Judy was born in 1933. There was no indication of any medical problems then or until she was well into her adult years, although she lacked hand-eye coordination and was not physically robust.

The first signs of a problem were when she began to go deaf in the mid-nineteen seventies. She visited a specialist who concluded that it was due to her having had measles as an adult. In 1979 she again saw a specialist and was advised that the deafness was due to the degeneration of the aural nerve and that it was incurable. She wore aids from then on, getting increasingly powerful ones as the deafness became more acute. She had acupuncture for a while in the first few years and reported that it helped.

In 1988 she had a vehicle accident, injuring her sternum. From then she began to develop symptoms which were finally diagnosed in early 1990 as Type 2 diabetes. The onset of the diabetes was attributed to the accident. Osteoporosis was also diagnosed at about this time. Her dizziness, attributed to the deafness, developed throughout the nineties, to the point where we had to move to a house with no stairs or steps. From 1980 through to 2000 she had a number of unexplained falls. She would be walking along and would suddenly pitch forward in a totally uncontrolled way and crash to the ground, and could not explain what happened. During the same period she began to suffer from constipation, which again got worse as time went by.

By 2002 she was beginning to fall asleep regularly during the day, and in about August, after a conversation with a friend, I suspected sleep apnea, which was confirmed by the sleep unit at the local hospital in October. She was to be fitted with a CPAP mask when we got back from a Christmas holiday with our son and his family. Also during this period she needed to urinate several times a night. She attributed this need to the fact that she was waking up regularly because of the apnea but later she was fitted with a catheter and the need abated so it is reasonable to conclude that she was already suffering urinary tract problems. During this period her memory also began to fail noticeably, to the point that at Christmas she was unable to recognise friends that we had known for years.

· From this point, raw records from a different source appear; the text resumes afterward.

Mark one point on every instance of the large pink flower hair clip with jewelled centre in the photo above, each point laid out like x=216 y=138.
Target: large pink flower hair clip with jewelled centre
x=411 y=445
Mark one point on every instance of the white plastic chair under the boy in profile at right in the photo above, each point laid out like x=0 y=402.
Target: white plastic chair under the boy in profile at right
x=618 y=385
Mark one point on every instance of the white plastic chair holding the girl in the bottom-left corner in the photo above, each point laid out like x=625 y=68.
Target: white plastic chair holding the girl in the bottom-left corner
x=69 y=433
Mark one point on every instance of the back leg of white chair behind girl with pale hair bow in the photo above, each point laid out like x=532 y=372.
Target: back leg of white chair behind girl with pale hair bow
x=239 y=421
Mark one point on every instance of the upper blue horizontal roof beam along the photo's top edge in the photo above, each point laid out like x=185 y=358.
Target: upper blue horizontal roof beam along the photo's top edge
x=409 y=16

By the end of the year her balance was such that she had difficulty walking unaided.

On 4 January she and I walked to a local coffee shop, about a kilometre away. She was very unsteady, and felt very cold. It was a windy day and we got quite cold sitting outside the cafe. We returned to the house and as we were beginning lunch she had her first seizure and all functions stopped. Thanks to the skills of our daughter-in-law she was stabilised until the ambulance arrived and breathing and heart functions returned to normal. She was rushed to hospital where a range of examinations were completed. After about two hours she returned to consciousness and awareness. Her overriding problem was an urgent need to urinate but she was unable to do so. She was fitted with a catheter which remained with her until her death.

When I was giving her medical history to the hospital neurologist the following morning she immediately suspected MELAS, which was in due course confirmed by biopsy. That was the first time we had heard either of MELAS* or of mitochondrial disorder. After returning home in mid-January the urinary problems became worse, requiring a spell in hospital. One day during this period she suddenly lost the last of her hearing. It was so sudden that she thought the batteries had gone in her hearing aids. From then on everything had to be written down for her.

About a fortnight later a second hospital visit became necessary to try to deal with the urinary tract problem which was by now acute, and medication was prescribed. Two weeks later again she went back into hospital so that something could be done about her constipation which was by now at crisis point. Apparently after the colonoscopy the staff had some trouble waking her. By now she was virtually immobile without help and a wheel chair was acquired. The following week back at home, while she was at the vanity cleaning her teeth, she suffered another mild seizure and was taken by ambulance to hospital again. After another week there it became apparent that there was little that could be done in the way of treatment.

We decided that she should be looked after at home. From then on deterioration was rapid, with repeated mild seizures and her condition getting worse after each one. She ranged from total awareness to severe hallucinatory periods during this time, and was hardly able to eat. For the last three weeks or so she was bed-ridden, and her condition slowly worsened until finally the body gave up. Three months had elapsed from the first seizure. She was 69.

10th May 2009

FAMILY SYMPTOMS

  • Grandmother: deafness, muscle atrophy, dementia.
  • Mother: deafness, muscle atrophy, chronic constipation.
  • Uncle (mother’s brother): deafness, constipation, dementia.
  • Sister: possible cardiomyopathy, deceased at 55.
  • Brother: deafness, muscle atrophy, constipation.
  • Elder son (52): depression, deafness, lactosis.
  • Younger son (50): insulin dependent diabetes, deafness, macular headaches, dizziness, renal problems, muscle atrophy.
  • Niece (sister’s daughter 41): migraines, gestational diabetes.
  • Nephew (sister’s son 43): insulin-dependent diabetes, deafness.